I re-watched the film about his life, Public Enemies, for about the fourth time when it was on ITV last week and I may have rewound (several times) the scene where he delivers that speech to his soon to be 'girl', (the ravishing) Marion Cotillard.

The kicker to the scene, post-speech, is Dillinger holding aloft her red coat, such is his confidence that she will leave with him. A very souped-up version of "Get your coat, love, you've pulled".

Now I'm sure various tweeting thumbs will be itching as they read this but... you've got to love a bad boy. The interesting question, though, is why? For me, it's the charm that's the killer. The killer charm. I know that Public Enemies is a movie; I also know that Johnny Depp is significantly more handsome than John Dillinger ever was; I'm pretty sure I wouldn't want to go out with a bank robber who has a sideline in shooting innocent people, BUT I'm a sucker for a man who can give a charismatic speech. So shoot me.

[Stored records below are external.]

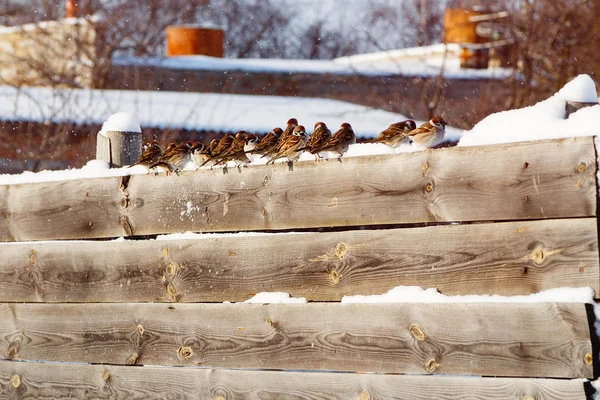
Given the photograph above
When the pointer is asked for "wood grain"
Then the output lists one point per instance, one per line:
(109, 382)
(512, 258)
(489, 339)
(519, 181)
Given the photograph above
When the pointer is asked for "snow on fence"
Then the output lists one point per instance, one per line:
(507, 220)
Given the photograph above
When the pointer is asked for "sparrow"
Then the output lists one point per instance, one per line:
(199, 153)
(252, 140)
(289, 129)
(429, 134)
(221, 147)
(236, 151)
(268, 143)
(320, 136)
(340, 140)
(175, 157)
(290, 147)
(395, 134)
(151, 154)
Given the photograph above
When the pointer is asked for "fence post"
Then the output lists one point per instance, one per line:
(573, 106)
(120, 141)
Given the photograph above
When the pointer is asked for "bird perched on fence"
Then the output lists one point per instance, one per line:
(221, 147)
(151, 154)
(320, 136)
(340, 140)
(396, 134)
(199, 153)
(175, 157)
(252, 140)
(268, 143)
(289, 129)
(429, 134)
(290, 146)
(236, 151)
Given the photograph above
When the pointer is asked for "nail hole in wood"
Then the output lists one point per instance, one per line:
(432, 365)
(341, 250)
(417, 332)
(335, 277)
(185, 352)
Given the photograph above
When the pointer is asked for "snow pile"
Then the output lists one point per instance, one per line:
(275, 298)
(192, 111)
(545, 120)
(416, 294)
(121, 122)
(93, 169)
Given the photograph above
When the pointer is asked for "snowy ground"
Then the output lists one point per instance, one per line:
(419, 61)
(193, 111)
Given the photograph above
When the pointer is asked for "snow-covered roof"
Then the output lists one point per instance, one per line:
(192, 111)
(418, 61)
(544, 120)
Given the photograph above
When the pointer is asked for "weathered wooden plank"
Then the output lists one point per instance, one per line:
(490, 339)
(534, 180)
(109, 382)
(512, 258)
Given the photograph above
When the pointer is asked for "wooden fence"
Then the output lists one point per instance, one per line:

Take my bad boy. He's more of a Britpop shoe-gazer than your classic James Dean type. And, beyond the usual, I'm pretty sure he's law-abiding and non-violent. But – and it's a big but – he has that killer charm. And wit. And a dazzling ability to disappear for days on end without a single word of warning. What he isn't is dull. Where he's concerned, there will always be adventure and he has this unrivalled ability to send me silly with a well-delivered piece of prose. The modern-day bad boy: he might not be robbing banks, but he's a bitch to pin down over email. Erm, hot.

I read an interview with Anjelica Huston recently and her comments on her 17-year relationship with Jack Nicholson were illuminating in this sense. It wasn't his wild side that attracted her, but his charm. "Charm is the worst," she said. "You can't deny it, and you can't pretend that it's not there... it's a dangerous element, charm."

So what to do? I say, embrace it, be charming and dangerous yourself, and bring the good times on. Failing that, press rewind on your favourite bad boy movie scenes and take a cold shower.